Solidaritätserklärung von Studierenden d. Uni Bremen

Solidarität mit den Besetzer_innen in Wien und überall,

der Bolognaprozess hat es geschafft, den gesellschaftlichen Paradigmenwechsel einer wild um sich schlagenden neoliberalen Politik nun auch auf die Hochschulen zu übertragen.

Universitäten werden hierbei immer mehr zu Humankapital produzierenden Fabriken umstrukturiert, sei es durch eine gesellschaftliche Spaltung in Bildungsklassen, in Form von drastisch steigenden Selektionskriterien oder wirtschaftlich diktierten Interessen in Forschung und Lehre durch eine alarmierende Abhängigkeit von Drittmitteln.

Von einem emanzipatorischen und barrierefreien Bildungsanspruch ist nicht einmal im Ansatz die Rede. Der Fehlerkatalog Bologna lässt sich ad infinitum führen.
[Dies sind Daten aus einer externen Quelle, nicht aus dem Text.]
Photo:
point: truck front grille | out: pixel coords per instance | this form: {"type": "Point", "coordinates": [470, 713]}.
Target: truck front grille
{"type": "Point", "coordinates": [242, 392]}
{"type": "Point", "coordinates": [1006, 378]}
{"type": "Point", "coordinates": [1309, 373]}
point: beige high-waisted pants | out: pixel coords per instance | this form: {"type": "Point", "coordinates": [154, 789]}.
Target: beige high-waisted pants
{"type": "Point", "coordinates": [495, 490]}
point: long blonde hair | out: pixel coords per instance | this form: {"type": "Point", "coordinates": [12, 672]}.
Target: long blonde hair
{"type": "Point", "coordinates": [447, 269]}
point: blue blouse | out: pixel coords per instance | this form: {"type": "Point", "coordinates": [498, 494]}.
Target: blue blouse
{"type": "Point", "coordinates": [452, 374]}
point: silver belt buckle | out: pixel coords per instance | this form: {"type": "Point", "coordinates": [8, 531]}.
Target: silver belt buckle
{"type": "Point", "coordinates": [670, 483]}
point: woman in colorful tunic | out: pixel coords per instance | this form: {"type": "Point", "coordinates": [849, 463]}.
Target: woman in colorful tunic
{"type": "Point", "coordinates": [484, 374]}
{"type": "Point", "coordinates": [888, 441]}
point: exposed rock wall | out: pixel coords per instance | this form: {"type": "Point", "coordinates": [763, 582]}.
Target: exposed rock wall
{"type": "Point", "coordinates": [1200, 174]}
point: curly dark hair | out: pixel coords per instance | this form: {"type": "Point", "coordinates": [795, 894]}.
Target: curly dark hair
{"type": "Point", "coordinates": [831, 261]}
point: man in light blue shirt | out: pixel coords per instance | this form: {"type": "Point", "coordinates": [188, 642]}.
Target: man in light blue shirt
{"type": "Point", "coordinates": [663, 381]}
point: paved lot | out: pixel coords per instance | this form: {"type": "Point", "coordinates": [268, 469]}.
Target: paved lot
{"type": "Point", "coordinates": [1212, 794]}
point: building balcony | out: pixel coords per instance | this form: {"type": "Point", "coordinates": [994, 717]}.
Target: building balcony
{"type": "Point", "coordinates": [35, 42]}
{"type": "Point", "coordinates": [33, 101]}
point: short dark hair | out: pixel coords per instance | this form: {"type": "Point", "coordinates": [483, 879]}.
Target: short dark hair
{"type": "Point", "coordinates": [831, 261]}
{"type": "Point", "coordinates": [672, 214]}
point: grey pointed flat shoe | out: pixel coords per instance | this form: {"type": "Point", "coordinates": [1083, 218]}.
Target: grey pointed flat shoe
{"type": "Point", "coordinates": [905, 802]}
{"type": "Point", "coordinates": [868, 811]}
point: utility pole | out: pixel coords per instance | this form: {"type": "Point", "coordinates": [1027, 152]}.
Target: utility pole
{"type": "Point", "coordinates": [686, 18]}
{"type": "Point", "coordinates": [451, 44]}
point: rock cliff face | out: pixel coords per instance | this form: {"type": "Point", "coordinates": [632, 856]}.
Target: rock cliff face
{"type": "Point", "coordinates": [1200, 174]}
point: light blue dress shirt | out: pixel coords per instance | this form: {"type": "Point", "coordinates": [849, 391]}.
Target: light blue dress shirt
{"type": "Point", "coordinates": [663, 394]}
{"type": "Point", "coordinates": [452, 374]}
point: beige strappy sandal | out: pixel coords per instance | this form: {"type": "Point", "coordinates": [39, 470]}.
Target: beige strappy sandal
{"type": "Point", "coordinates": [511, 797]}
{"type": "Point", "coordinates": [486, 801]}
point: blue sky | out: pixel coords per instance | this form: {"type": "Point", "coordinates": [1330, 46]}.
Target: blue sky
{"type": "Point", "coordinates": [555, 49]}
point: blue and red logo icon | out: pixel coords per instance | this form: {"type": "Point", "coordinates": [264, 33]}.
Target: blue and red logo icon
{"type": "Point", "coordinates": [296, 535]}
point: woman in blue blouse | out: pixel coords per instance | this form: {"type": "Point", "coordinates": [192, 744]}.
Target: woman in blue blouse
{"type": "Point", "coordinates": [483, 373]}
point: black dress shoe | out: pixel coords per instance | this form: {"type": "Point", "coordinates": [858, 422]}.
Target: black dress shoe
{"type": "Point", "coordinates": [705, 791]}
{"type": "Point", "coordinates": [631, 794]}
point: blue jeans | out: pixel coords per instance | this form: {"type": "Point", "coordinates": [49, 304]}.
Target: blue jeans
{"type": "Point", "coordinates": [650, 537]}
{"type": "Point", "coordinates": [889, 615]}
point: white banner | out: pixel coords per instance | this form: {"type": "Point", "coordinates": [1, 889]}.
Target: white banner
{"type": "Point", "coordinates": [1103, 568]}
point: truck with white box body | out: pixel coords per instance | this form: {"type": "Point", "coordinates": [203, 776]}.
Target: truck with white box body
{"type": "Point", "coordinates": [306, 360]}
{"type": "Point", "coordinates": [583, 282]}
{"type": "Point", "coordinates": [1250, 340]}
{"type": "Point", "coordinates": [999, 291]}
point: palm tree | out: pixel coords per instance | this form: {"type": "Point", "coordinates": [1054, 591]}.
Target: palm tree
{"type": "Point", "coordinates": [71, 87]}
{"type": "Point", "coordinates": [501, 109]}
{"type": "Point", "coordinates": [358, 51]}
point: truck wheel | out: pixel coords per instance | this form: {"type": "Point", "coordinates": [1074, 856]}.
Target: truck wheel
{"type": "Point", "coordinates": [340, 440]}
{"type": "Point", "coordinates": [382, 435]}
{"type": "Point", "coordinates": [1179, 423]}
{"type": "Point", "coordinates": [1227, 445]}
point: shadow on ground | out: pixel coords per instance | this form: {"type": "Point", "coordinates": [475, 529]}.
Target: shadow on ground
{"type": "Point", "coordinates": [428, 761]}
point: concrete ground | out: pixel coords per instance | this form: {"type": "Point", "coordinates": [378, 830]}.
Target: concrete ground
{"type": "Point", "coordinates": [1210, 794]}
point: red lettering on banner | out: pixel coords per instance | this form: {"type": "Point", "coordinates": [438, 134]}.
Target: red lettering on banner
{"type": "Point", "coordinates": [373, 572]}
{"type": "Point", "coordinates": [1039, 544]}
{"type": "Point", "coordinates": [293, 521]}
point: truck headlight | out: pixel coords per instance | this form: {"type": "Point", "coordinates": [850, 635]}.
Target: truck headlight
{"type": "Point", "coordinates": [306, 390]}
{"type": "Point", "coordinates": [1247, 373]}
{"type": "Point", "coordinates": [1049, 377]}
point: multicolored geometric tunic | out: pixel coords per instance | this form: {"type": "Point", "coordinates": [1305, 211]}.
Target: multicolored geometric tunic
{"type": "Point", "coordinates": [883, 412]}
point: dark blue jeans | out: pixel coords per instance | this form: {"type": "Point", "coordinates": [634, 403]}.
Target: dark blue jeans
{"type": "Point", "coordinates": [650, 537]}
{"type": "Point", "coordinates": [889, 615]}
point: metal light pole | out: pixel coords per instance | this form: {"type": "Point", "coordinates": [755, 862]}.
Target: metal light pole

Doch unsere Kritik ist nicht eine quantitativ begründete Auflistung aller Punkte, die einfach nur falsch oder unzureichend umgesetzt wurden, sondern eine inhaltliche und fundamentale Kritik an einer gesamtgesellschaftlichen Entwicklung. Unser Kampf gilt somit nicht aussichtslosen Reformen, eines bereits im Ansatz gescheiterten Bildungsprodukts, sondern der kompromisslosen Umwälzung der herrschenden Verhältnisse hin zu einer libertären Gesellschaft, die selbstbestimmtes und solidarisches Lernen, Lehren und Leben ermöglicht, Bedingungen, die Bildung nicht auf einen instrumentalisierten Warencharakter zur Reproduktion bzw. Prekarisierung des
gesellschaftlichen Status Quo, reduziert. Daraus resultierend, lehnen wir jegliche Form des Elitismus zur vermeintlichen Steigerung der Wettbewerbsfähigkeit kategorisch ab. Bildung, der nicht ein gesellschaftlich emanzipatorischer Anspruch zugrunde liegt, widerspricht grundsätzlich unserer Vorstellung von freier und somit kritischer Bildung. Nationalstaatliche Grenzen dürfen nie die Grenzen der Solidarität definieren, denn auch wenn es an anderen Orten nicht Universitätsrechts-Änderungsgesetz heißt, sind es die gleichen systematisch gesellschaftszerstörenden Strukturen, gegen die wir nur gemeinsam solidarisch Widerstand leisten können.

Deshalb erklären wir hiermit unsere uneingeschränkte Solidarität mit den Forderungen der Besetzer_innen in Wien und überall dort, wo der Kampf für ein besseres Leben als ein Kampf gegen den kapitalistisch-menschenverachtenden Normalzustand verstanden wird.